The sorry tactic is a temporary placeholder for an incomplete tactic proof, closing the main goal using exact sorry.

This is intended for stubbing-out incomplete parts of a proof while still having a syntactically correct proof skeleton. Lean will give a warning whenever a proof uses sorry, so you aren't likely to miss it, but you can double check if a theorem depends on sorry by looking for sorryAx in the output of the #print axioms my_thm command, the axiom used by the implementation of sorry.

🔗tactic
done

done succeeds iff there are no remaining goals.

🔗tactic
checkpoint

checkpoint tac acts the same as tac, but it caches the input and output of tac, and if the file is re-elaborated and the input matches, the tactic is not re-run and its effects are reapplied to the state. This is useful for improving responsiveness when working on a long tactic proof, by wrapping expensive tactics with checkpoint.

See the save tactic, which may be more convenient to use.

(TODO: do this automatically and transparently so that users don't have to use this combinator explicitly.)

🔗tactic
save

save is defined to be the same as skip, but the elaborator has special handling for occurrences of save in tactic scripts and will transform by tac1; save; tac2 to by (checkpoint tac1); tac2, meaning that the effect of tac1 will be cached and replayed.
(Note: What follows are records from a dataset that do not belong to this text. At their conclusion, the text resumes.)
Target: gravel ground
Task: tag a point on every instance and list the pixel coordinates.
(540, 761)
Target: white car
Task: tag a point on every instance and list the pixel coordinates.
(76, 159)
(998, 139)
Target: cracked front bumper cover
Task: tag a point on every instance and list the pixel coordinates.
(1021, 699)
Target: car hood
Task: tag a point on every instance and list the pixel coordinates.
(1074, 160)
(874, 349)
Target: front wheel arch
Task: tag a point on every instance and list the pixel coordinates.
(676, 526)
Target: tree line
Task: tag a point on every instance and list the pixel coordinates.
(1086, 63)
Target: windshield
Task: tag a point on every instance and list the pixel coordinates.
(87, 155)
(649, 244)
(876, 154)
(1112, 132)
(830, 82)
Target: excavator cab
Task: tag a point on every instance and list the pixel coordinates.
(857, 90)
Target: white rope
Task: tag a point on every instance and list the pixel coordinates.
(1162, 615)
This is useful for improving responsiveness when working on a long tactic proof, by using save after expensive tactics.

(TODO: do this automatically and transparently so that users don't have to use this combinator explicitly.)

🔗tactic
stop

stop is a helper tactic for "discarding" the rest of a proof: it is defined as repeat sorry. It is useful when working on the middle of a complex proofs, and less messy than commenting the remainder of the proof.